Earlier this spring, Waymo had been talking to outside investors about raising as much as $4 billion, Bloomberg has reported. But the Google sibling has lost six key executives in rapid succession since February, including the chief executive officer, chief financial officer and several lieutenants, raising questions about its strategy and competitive strength.

Created as a moonshot inside the search giant more than a decade ago, Waymo has long been considered the standard bearer in autonomous driving and last year launched a ride-sharing service, Waymo One, with driverless cars in Phoenix. Yet critics note the company hasn’t delivered on pledges to bring that service to more cities or settled on a commercial model.

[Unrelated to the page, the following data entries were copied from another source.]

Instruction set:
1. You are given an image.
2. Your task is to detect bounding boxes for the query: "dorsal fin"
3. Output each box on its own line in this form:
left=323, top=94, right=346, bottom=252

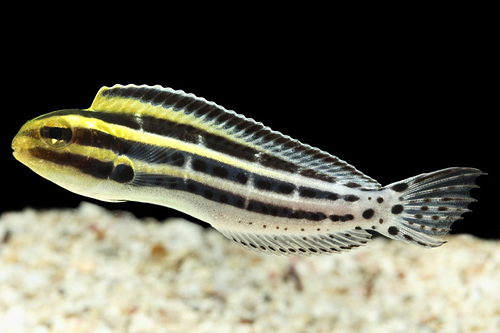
left=89, top=85, right=380, bottom=189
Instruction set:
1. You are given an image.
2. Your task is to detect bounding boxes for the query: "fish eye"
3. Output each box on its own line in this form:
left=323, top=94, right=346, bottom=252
left=40, top=122, right=72, bottom=148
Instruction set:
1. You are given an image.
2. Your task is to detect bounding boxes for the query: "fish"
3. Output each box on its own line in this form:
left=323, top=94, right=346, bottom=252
left=12, top=84, right=485, bottom=256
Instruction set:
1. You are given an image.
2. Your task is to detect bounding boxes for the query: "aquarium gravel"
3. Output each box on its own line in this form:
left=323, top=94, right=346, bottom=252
left=0, top=203, right=500, bottom=333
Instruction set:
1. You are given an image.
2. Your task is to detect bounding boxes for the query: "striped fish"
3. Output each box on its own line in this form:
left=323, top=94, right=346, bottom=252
left=12, top=85, right=483, bottom=255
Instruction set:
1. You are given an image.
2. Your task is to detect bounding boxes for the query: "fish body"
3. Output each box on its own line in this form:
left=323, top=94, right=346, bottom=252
left=12, top=85, right=483, bottom=255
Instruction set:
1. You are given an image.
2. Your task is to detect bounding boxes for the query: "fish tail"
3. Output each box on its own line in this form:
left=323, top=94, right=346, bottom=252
left=379, top=168, right=485, bottom=247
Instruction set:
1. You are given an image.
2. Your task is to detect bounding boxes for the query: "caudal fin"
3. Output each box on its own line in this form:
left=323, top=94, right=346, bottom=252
left=380, top=168, right=484, bottom=247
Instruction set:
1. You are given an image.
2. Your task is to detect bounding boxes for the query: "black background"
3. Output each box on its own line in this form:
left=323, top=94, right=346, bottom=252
left=0, top=25, right=492, bottom=238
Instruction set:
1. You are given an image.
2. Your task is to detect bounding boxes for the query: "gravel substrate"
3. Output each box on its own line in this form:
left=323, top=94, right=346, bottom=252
left=0, top=203, right=500, bottom=333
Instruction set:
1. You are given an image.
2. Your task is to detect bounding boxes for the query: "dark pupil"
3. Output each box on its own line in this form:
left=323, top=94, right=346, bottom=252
left=111, top=164, right=134, bottom=183
left=49, top=127, right=63, bottom=140
left=41, top=127, right=71, bottom=142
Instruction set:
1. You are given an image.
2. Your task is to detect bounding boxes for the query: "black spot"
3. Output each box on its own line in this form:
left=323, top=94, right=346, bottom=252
left=236, top=172, right=248, bottom=185
left=403, top=235, right=413, bottom=240
left=299, top=188, right=316, bottom=198
left=340, top=214, right=354, bottom=222
left=255, top=179, right=271, bottom=190
left=344, top=194, right=359, bottom=202
left=193, top=159, right=207, bottom=172
left=391, top=205, right=404, bottom=214
left=391, top=183, right=408, bottom=192
left=186, top=183, right=198, bottom=193
left=170, top=152, right=185, bottom=167
left=219, top=194, right=228, bottom=203
left=212, top=166, right=228, bottom=178
left=278, top=184, right=294, bottom=194
left=327, top=193, right=339, bottom=200
left=363, top=209, right=375, bottom=220
left=110, top=164, right=134, bottom=184
left=387, top=227, right=399, bottom=236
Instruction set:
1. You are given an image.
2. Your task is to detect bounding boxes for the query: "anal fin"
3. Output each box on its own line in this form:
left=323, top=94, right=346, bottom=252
left=218, top=229, right=371, bottom=256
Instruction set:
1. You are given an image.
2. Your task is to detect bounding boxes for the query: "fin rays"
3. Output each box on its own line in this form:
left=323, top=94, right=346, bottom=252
left=218, top=229, right=371, bottom=256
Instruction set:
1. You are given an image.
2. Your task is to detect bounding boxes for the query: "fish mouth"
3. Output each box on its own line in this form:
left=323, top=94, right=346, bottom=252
left=11, top=135, right=29, bottom=163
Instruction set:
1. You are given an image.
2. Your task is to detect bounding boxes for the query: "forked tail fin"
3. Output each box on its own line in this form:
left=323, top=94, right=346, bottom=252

In a company blog post June 16, Waymo said its “tens of millions of miles driven on public roads across 25 U.S. cities,” and tens of billions of miles driven in simulation, show investors there is “massive opportunity ahead.” In addition to Waymo One, a delivery business unit called Waymo Via is working with freight partners — including J.B. Hunt — to move goods across the country with a growing fleet of Class 8 trucks.

Investors in the latest round include Alphabet, Andreessen Horowitz, the Canada Pension Plan Investment Board, Fidelity Management & Research Co. and Tiger Global, among others. Last year, Waymo raised its first money from outside Alphabet with a $2.25 billion financing round that included Silver Lake Management LLC and auto companies as investors. That round later expanded to $3.25 billion.

Sundar Pichai, Alphabet’s CEO, has previously said that some company units raise outside capital to give them better industry expertise and corporate governance.